У дворового слуги ничего этого нет.
В «Святой Руси» эта разница между горожанином и дворней — выражена ещё сильнее, чем в Западной Европе. В усадьбах работают, как правило, вообще «не-люди» — рабы-холопы или должники-закупы. Они и рот-то открыть могут только с разрешения господина.
«Русская Правда» даёт лишь одно законное основание для ухода закупа с указанного ему заимодавцем места: обращение с жалобой на господина в княжеский суд. Во всех остальных случаях, если нет отягчающих обстоятельств, — просто автоматическая передача в холопы.
– Я тут в село на денёк сбегал. Маменьку навестить, болеет она.

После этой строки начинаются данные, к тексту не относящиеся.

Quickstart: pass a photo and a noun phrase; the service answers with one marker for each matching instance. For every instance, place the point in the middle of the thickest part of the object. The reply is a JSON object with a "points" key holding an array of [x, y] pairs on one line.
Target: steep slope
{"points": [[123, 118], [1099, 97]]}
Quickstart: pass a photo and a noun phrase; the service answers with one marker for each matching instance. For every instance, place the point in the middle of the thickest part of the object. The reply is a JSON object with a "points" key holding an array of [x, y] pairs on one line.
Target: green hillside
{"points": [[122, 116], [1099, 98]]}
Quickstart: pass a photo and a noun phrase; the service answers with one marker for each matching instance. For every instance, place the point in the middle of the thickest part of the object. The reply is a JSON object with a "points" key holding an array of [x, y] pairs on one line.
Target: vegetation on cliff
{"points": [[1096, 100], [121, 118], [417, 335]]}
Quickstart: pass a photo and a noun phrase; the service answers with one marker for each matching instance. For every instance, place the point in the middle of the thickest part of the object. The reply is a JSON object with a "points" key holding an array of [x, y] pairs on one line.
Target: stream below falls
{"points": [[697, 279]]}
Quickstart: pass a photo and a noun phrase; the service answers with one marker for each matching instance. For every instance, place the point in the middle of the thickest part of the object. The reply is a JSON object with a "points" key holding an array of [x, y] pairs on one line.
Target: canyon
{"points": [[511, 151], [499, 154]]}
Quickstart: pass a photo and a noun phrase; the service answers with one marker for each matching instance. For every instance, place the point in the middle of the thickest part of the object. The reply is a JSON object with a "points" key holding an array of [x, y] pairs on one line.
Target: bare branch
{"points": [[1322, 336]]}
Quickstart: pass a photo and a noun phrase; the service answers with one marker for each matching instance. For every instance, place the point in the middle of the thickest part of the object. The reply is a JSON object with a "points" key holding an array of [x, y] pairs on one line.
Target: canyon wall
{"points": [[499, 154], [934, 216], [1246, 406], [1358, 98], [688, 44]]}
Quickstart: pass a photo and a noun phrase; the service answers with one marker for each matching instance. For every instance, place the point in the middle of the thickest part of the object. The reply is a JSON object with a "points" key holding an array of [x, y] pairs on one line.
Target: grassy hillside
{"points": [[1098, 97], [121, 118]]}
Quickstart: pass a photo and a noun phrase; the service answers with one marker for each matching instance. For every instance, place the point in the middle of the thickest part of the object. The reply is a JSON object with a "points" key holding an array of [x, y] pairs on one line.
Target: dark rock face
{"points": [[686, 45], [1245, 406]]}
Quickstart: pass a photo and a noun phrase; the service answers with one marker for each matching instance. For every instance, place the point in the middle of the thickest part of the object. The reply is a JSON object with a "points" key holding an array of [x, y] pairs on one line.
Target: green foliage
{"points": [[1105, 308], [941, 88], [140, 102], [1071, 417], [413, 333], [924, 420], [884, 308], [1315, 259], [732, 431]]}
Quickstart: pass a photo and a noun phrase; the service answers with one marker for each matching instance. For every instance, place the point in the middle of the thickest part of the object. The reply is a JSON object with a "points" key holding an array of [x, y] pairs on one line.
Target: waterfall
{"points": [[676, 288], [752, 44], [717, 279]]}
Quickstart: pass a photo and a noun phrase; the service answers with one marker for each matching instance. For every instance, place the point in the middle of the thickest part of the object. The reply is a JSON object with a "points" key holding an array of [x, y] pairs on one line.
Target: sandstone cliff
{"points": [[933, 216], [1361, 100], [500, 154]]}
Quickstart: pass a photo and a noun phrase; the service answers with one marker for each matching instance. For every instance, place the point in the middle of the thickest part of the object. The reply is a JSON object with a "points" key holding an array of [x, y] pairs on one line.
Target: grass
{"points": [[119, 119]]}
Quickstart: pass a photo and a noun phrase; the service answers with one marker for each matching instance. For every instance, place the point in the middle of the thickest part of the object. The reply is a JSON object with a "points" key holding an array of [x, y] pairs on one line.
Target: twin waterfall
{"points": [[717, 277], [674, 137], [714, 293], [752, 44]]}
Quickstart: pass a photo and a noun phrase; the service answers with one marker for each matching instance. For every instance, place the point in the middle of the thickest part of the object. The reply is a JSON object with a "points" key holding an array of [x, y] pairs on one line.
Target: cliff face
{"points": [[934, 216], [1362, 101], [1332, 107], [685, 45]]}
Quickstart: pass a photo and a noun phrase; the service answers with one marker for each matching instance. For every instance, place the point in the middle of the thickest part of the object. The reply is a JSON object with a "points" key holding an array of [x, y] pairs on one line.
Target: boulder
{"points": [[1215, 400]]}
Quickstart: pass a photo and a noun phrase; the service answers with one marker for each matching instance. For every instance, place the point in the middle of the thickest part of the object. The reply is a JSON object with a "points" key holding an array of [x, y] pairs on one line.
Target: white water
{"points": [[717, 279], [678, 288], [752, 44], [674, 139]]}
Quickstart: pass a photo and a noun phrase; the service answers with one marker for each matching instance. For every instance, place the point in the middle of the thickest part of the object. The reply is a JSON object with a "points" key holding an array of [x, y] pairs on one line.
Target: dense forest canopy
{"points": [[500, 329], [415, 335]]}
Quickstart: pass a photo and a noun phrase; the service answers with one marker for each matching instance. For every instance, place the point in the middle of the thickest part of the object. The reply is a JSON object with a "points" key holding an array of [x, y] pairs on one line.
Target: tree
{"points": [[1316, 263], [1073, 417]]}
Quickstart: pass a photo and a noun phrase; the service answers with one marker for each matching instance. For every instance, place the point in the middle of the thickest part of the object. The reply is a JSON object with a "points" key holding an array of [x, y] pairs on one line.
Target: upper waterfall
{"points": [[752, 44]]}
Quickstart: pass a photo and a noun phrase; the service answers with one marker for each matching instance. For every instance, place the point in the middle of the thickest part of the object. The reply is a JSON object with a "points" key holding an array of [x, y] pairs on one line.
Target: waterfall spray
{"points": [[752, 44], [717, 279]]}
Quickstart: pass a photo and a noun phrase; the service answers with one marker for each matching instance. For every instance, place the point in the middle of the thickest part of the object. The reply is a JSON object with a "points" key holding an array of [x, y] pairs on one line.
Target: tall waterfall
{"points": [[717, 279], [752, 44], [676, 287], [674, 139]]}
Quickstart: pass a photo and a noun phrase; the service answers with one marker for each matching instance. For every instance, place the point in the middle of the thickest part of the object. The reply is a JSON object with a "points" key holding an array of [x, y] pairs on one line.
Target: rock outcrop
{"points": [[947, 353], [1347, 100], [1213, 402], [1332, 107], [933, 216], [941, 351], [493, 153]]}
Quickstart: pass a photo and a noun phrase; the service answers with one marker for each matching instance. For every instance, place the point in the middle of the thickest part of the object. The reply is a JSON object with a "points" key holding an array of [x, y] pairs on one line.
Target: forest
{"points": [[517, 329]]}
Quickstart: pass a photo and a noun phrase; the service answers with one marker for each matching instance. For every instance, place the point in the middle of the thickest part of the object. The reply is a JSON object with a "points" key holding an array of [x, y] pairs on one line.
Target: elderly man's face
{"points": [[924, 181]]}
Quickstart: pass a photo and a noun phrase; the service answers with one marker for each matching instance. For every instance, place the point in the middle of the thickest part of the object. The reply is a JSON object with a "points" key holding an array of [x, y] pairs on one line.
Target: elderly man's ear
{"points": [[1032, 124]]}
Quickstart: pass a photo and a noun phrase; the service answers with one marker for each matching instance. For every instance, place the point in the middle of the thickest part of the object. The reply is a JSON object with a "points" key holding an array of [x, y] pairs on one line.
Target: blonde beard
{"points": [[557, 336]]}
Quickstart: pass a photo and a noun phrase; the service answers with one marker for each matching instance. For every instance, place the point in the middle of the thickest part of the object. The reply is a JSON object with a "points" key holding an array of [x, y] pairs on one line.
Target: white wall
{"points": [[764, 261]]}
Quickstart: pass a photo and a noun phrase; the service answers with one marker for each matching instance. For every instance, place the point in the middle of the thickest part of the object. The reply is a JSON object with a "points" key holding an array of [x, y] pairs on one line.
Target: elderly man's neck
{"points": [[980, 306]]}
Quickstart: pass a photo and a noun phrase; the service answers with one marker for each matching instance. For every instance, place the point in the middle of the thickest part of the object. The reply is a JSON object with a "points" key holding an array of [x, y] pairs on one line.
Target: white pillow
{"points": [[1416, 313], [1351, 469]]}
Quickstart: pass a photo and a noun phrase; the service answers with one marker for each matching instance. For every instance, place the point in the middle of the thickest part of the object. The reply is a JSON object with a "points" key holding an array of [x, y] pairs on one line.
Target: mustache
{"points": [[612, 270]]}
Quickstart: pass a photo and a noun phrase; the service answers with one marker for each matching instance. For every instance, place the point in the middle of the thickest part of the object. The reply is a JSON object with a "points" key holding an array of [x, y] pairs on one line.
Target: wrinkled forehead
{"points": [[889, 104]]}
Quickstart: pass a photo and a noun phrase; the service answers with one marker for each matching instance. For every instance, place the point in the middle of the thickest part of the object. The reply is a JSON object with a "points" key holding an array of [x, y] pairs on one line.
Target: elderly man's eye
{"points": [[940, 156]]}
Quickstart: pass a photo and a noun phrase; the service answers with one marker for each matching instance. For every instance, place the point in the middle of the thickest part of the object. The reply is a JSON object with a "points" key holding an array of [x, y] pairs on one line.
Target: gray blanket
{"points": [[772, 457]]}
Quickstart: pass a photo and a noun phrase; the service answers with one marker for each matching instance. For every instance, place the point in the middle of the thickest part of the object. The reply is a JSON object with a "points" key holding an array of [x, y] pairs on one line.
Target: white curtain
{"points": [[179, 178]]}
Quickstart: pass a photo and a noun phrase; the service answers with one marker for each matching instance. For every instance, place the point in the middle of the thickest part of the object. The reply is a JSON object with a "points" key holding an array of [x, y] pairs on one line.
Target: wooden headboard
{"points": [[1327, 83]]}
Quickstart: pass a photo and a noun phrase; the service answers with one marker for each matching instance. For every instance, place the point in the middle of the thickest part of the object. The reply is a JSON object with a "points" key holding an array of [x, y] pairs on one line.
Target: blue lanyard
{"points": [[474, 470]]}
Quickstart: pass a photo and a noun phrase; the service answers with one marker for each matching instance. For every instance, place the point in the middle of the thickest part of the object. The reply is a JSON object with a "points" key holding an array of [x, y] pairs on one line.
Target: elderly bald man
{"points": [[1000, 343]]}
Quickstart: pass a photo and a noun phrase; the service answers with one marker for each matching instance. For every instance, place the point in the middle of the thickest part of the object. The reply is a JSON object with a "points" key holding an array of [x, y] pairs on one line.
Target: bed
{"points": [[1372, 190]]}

– Да ну? Ну, одевай ошейник.
А в городах на Руси — вече. Где каждый имеет право свободно ходить «куда похочет» и свободно говорить «что похочет». Имеет право добиваться принятия своего решения даже силой кулака своего. И это не бунт, это — дискуссия. Вече собирается во всех русских городах. Во всех! В одних — регулярно, как основной орган управления. В других — временами, в критических ситуациях. А кроме того, во всех городах идут сходы «концов» — районов. Даже и в княжеских, таких как Прикарпатский Галич, они, практически, забирают часть власти в городе — себе.
Конечно, Новгородская республика — крайняя, извращённая форма народовластия. Это уже олигархия — 30–40 боярских родов полностью «закрывают» «вертикаль власти». Но и во всех сельских поселениях регулярно проходят сходы. Постоянный передел земли, раскладка податей, очерёдность исполнения повинностей, хозяйственные вопросы, некоторые юридические… Вся Россия непрерывно митингует. Ругается, дерётся, соглашается, сама себя прощает… Вся, кроме боярских усадеб. В усадьбах «а поговорить» — отсутствует. Там — воля владетеля, там не обсуждение, а исполнение.
Выдернуть хорошего, с устоявшейся репутацией, мастера из такой среды в какую-то недо-боярскую усадьбу… Да даже и не мастера…
В Москве в 21 веке сотня тысяч безработных. Ребята! Поехали в Хабаровский край. Землю дадим, работу, жильё, районный коэффициент, налоговые льготы… Не едут.
В какой-то американской фантастике, где перед героем стоит задача вывести свой народ из благоустроенных подводных куполов в морях Венеры на опасную и враждебную сушу, попалась мысль: люди способны на массовую миграцию только в двух случаях — или под угрозой явной и скорой гибели, или следуя фанатичной идее. Зарплаты, каких-нибудь профитов — в этом перечне нет.
Пожалуй, есть смысл поверить «нации эмигрантов».
Тем более, что и история Советского Союза служит тому подтверждением. Советская индустриализация — это совпадение двух стимулов: явной угрозы попасть под раскулачивание или умереть с голоду в деревне для крестьян, и сформировавшегося коммунистического фанатизма городской молодёжи.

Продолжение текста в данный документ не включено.